Search code examples
pythonpython-polars

How to filter a polars dataframe by date?


df.filter(pl.col("MyDate") >= "2020-01-01")

does not work like it does in pandas.

I found a workaround

df.filter(pl.col("MyDate") >= pl.datetime(2020,1,1))

but this does not solve a problem if I need to use string variables.


Solution

  • You can turn the string into a date type e.g. with .str.to_date()
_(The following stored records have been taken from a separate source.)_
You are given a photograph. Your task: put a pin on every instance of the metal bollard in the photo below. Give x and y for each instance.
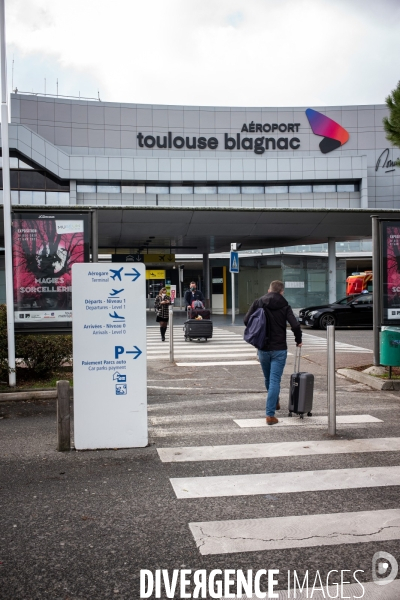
(171, 334)
(63, 417)
(330, 336)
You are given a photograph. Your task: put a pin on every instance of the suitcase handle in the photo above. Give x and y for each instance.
(297, 357)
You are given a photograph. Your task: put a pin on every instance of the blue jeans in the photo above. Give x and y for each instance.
(272, 363)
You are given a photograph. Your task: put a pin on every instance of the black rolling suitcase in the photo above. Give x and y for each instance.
(195, 312)
(197, 329)
(301, 389)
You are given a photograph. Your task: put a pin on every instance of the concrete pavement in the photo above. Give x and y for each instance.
(83, 525)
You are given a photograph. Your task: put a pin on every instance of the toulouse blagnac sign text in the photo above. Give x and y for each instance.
(240, 141)
(277, 137)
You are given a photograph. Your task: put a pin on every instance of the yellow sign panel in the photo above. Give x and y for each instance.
(158, 258)
(155, 274)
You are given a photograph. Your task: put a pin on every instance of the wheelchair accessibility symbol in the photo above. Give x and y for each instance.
(121, 389)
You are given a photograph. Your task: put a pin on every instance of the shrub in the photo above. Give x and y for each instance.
(41, 354)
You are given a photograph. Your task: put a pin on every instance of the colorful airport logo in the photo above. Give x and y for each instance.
(334, 134)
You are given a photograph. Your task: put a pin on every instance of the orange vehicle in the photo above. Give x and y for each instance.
(359, 282)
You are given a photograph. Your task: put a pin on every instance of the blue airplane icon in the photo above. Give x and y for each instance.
(117, 273)
(115, 292)
(116, 316)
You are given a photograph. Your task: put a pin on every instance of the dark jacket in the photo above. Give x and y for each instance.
(190, 296)
(278, 313)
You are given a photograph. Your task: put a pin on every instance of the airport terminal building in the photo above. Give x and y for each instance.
(191, 180)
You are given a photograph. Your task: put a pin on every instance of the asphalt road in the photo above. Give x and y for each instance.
(81, 525)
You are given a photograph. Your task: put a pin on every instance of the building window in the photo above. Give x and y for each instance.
(253, 189)
(133, 189)
(108, 189)
(228, 189)
(346, 187)
(181, 189)
(205, 189)
(150, 189)
(86, 189)
(324, 188)
(300, 189)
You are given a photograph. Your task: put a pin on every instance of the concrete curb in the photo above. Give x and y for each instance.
(374, 382)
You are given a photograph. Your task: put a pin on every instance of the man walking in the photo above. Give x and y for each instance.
(273, 355)
(193, 294)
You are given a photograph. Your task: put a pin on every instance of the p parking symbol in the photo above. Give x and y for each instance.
(384, 568)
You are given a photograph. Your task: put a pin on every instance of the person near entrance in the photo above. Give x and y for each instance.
(193, 294)
(161, 305)
(274, 354)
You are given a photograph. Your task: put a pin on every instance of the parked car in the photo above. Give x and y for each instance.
(352, 311)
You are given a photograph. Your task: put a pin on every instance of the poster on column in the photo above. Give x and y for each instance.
(391, 272)
(109, 350)
(44, 248)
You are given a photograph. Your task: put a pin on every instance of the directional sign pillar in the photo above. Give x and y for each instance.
(109, 334)
(234, 268)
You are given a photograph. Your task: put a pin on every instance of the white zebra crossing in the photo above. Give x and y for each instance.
(283, 483)
(314, 343)
(223, 345)
(270, 450)
(278, 533)
(288, 532)
(227, 348)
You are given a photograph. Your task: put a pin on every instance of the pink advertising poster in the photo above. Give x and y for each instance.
(44, 249)
(391, 271)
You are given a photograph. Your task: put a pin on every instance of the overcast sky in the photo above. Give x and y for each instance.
(207, 52)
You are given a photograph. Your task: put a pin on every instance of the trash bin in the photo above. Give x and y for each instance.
(390, 346)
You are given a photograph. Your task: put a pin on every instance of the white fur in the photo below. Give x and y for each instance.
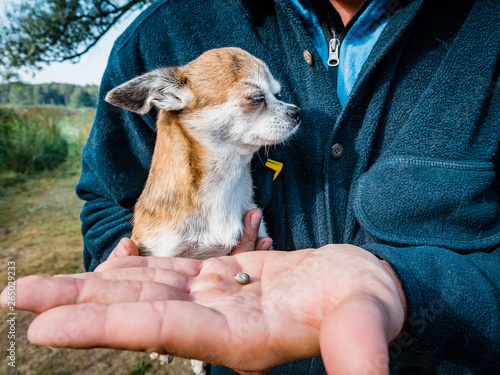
(233, 132)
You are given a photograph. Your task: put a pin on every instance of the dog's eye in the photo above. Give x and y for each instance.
(259, 98)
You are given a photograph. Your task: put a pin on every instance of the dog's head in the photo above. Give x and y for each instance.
(225, 95)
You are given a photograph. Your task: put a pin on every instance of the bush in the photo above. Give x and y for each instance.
(29, 144)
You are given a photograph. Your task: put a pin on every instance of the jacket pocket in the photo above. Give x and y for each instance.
(423, 201)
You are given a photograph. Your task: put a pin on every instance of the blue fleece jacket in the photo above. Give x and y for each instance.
(418, 183)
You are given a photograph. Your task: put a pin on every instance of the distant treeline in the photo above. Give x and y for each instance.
(22, 94)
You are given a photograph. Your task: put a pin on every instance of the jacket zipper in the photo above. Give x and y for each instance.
(336, 38)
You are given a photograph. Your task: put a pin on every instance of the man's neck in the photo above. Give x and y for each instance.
(346, 8)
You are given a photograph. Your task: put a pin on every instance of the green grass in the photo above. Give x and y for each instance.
(40, 232)
(37, 140)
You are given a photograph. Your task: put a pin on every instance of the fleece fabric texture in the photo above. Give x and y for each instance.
(418, 184)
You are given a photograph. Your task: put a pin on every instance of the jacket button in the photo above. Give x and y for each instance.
(308, 57)
(337, 151)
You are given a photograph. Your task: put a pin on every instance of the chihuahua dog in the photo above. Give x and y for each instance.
(214, 115)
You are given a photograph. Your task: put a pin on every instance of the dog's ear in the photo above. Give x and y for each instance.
(165, 88)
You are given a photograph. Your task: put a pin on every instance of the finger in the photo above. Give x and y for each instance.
(251, 224)
(176, 327)
(353, 338)
(190, 267)
(263, 243)
(41, 293)
(126, 247)
(158, 275)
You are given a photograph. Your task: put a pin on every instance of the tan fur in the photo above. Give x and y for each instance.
(171, 190)
(214, 115)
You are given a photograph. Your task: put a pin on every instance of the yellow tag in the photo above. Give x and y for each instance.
(276, 166)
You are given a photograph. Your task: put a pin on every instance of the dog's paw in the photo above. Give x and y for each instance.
(198, 367)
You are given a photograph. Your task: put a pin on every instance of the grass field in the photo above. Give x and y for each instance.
(40, 232)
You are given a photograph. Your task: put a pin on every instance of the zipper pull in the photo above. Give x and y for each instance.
(333, 51)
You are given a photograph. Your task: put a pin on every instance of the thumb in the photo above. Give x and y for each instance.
(353, 338)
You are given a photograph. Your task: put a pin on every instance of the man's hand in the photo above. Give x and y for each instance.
(248, 242)
(338, 301)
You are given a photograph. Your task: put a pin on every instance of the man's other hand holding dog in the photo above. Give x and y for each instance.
(344, 304)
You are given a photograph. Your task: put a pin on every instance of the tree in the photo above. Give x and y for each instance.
(44, 31)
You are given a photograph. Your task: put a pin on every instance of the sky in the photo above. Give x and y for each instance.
(89, 69)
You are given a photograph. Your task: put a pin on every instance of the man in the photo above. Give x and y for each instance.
(396, 160)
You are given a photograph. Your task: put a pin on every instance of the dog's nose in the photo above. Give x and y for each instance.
(293, 112)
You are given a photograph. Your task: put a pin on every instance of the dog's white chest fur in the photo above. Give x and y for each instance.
(216, 228)
(215, 113)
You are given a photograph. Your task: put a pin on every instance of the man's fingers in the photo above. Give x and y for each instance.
(41, 293)
(250, 241)
(126, 247)
(353, 338)
(263, 243)
(176, 327)
(190, 267)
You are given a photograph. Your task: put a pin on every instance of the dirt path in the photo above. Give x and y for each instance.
(40, 232)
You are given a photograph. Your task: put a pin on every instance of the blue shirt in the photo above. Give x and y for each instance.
(356, 45)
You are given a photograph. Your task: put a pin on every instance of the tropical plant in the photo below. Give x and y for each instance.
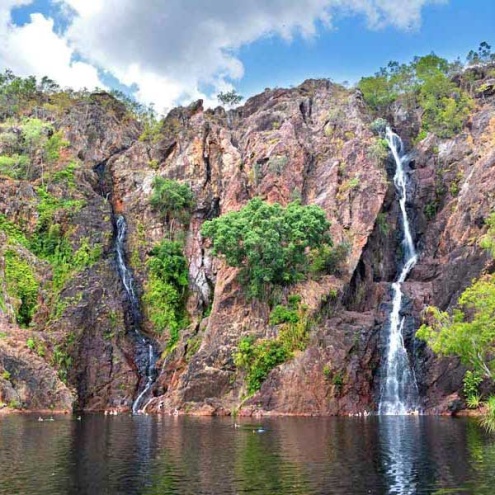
(268, 242)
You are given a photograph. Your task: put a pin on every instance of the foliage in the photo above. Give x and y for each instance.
(268, 242)
(426, 82)
(66, 175)
(473, 401)
(469, 332)
(229, 98)
(166, 289)
(482, 55)
(328, 260)
(472, 380)
(14, 233)
(283, 314)
(378, 151)
(258, 359)
(14, 166)
(378, 126)
(488, 418)
(62, 361)
(172, 199)
(22, 285)
(488, 240)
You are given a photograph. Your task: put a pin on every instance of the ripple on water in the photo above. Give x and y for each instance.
(180, 455)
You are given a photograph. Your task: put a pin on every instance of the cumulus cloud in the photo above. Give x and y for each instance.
(170, 49)
(35, 49)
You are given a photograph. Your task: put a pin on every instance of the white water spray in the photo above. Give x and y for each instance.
(146, 355)
(399, 391)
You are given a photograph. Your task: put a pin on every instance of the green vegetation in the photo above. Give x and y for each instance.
(229, 98)
(21, 285)
(488, 418)
(50, 243)
(482, 55)
(469, 331)
(472, 381)
(166, 289)
(258, 357)
(27, 142)
(172, 199)
(328, 260)
(426, 82)
(268, 242)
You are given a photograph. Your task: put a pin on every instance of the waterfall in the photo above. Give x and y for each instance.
(399, 391)
(145, 353)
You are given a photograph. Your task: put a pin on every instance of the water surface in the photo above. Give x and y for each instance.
(169, 455)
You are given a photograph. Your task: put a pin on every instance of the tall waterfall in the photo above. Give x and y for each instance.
(399, 391)
(145, 353)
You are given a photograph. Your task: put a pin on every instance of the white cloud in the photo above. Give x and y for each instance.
(169, 49)
(35, 49)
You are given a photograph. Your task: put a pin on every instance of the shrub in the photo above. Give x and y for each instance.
(329, 260)
(488, 418)
(166, 289)
(259, 359)
(378, 126)
(283, 314)
(22, 285)
(268, 242)
(172, 199)
(472, 380)
(425, 81)
(378, 151)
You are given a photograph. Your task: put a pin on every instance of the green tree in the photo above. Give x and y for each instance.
(230, 98)
(426, 82)
(482, 55)
(268, 242)
(172, 199)
(166, 290)
(469, 332)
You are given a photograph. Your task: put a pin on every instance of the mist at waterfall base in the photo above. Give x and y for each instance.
(399, 390)
(293, 456)
(145, 355)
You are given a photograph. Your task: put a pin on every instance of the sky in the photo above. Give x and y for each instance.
(171, 52)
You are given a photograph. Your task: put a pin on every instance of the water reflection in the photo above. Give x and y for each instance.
(169, 455)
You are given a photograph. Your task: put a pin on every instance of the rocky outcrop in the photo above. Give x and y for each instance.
(311, 143)
(27, 381)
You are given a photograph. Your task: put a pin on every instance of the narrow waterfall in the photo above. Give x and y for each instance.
(399, 391)
(145, 352)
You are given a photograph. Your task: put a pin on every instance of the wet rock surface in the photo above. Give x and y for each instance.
(310, 143)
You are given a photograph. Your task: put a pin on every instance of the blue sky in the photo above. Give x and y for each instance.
(173, 51)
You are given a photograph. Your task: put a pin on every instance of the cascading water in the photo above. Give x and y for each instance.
(145, 353)
(399, 391)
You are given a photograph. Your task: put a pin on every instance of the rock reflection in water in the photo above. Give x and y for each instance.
(176, 455)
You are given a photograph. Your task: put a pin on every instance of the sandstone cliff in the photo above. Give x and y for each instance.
(311, 143)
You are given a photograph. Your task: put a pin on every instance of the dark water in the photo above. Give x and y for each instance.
(168, 455)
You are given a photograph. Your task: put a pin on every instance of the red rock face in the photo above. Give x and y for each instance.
(310, 143)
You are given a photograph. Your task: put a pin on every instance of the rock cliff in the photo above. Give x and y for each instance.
(311, 143)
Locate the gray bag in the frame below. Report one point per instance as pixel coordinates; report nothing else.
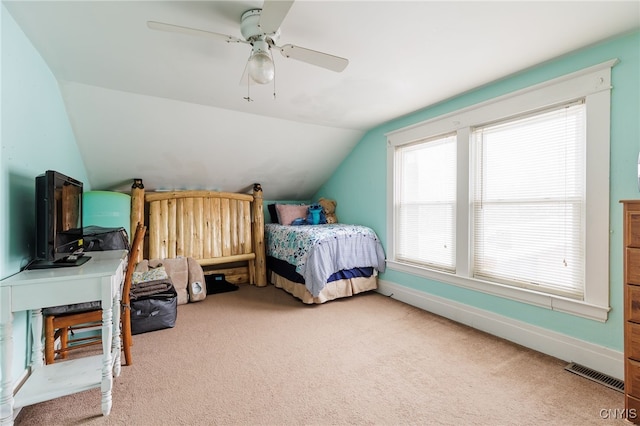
(153, 310)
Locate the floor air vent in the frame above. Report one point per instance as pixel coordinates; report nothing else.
(590, 374)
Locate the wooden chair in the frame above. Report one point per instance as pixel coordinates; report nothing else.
(60, 326)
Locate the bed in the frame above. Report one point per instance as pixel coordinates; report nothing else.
(319, 263)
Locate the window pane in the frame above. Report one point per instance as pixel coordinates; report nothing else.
(425, 203)
(528, 201)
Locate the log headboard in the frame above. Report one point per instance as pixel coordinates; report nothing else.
(223, 231)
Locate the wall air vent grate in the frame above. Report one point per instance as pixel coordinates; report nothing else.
(601, 378)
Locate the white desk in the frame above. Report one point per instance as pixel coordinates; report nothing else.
(98, 279)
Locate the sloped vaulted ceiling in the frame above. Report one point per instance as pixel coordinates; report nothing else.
(169, 108)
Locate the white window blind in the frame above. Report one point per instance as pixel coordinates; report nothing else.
(528, 201)
(426, 202)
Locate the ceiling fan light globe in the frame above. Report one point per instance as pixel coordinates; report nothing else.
(261, 68)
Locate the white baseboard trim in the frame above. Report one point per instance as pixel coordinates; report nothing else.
(566, 348)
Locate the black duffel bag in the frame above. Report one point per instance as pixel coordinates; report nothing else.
(154, 306)
(98, 238)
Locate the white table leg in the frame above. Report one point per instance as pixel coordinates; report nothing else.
(107, 360)
(6, 358)
(37, 355)
(117, 340)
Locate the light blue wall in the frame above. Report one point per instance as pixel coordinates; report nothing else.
(359, 184)
(36, 136)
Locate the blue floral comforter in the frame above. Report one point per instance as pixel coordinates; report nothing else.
(318, 251)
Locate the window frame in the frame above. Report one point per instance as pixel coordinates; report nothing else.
(592, 84)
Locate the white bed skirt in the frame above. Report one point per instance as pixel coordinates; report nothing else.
(333, 290)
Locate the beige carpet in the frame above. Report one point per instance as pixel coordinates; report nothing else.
(259, 357)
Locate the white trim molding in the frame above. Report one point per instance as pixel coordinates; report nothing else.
(561, 346)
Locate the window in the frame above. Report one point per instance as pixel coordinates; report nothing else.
(426, 202)
(528, 201)
(510, 197)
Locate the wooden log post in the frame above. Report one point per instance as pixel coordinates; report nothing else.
(258, 237)
(137, 210)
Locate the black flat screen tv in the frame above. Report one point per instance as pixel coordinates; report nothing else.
(59, 233)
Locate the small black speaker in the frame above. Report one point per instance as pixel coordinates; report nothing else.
(216, 283)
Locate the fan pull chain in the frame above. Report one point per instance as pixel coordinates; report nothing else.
(248, 97)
    Building on the example above:

    import polars as pl
    from datetime import datetime
    
    df = pl.DataFrame({
        "dates": [datetime(2021, 1, 1), datetime(2021, 1, 2), datetime(2021, 1, 3)],
        "vals": range(3)
    })
    
    df.filter(pl.col('dates') >= pl.lit(my_date_str).str.to_date())
    
    shape: (2, 2)
    ┌─────────────────────┬──────┐
    │ dates               ┆ vals │
    │ ---                 ┆ ---  │
    │ datetime[μs]        ┆ i64  │
    ╞═════════════════════╪══════╡
    │ 2021-01-02 00:00:00 ┆ 1    │
    │ 2021-01-03 00:00:00 ┆ 2    │
    └─────────────────────┴──────┘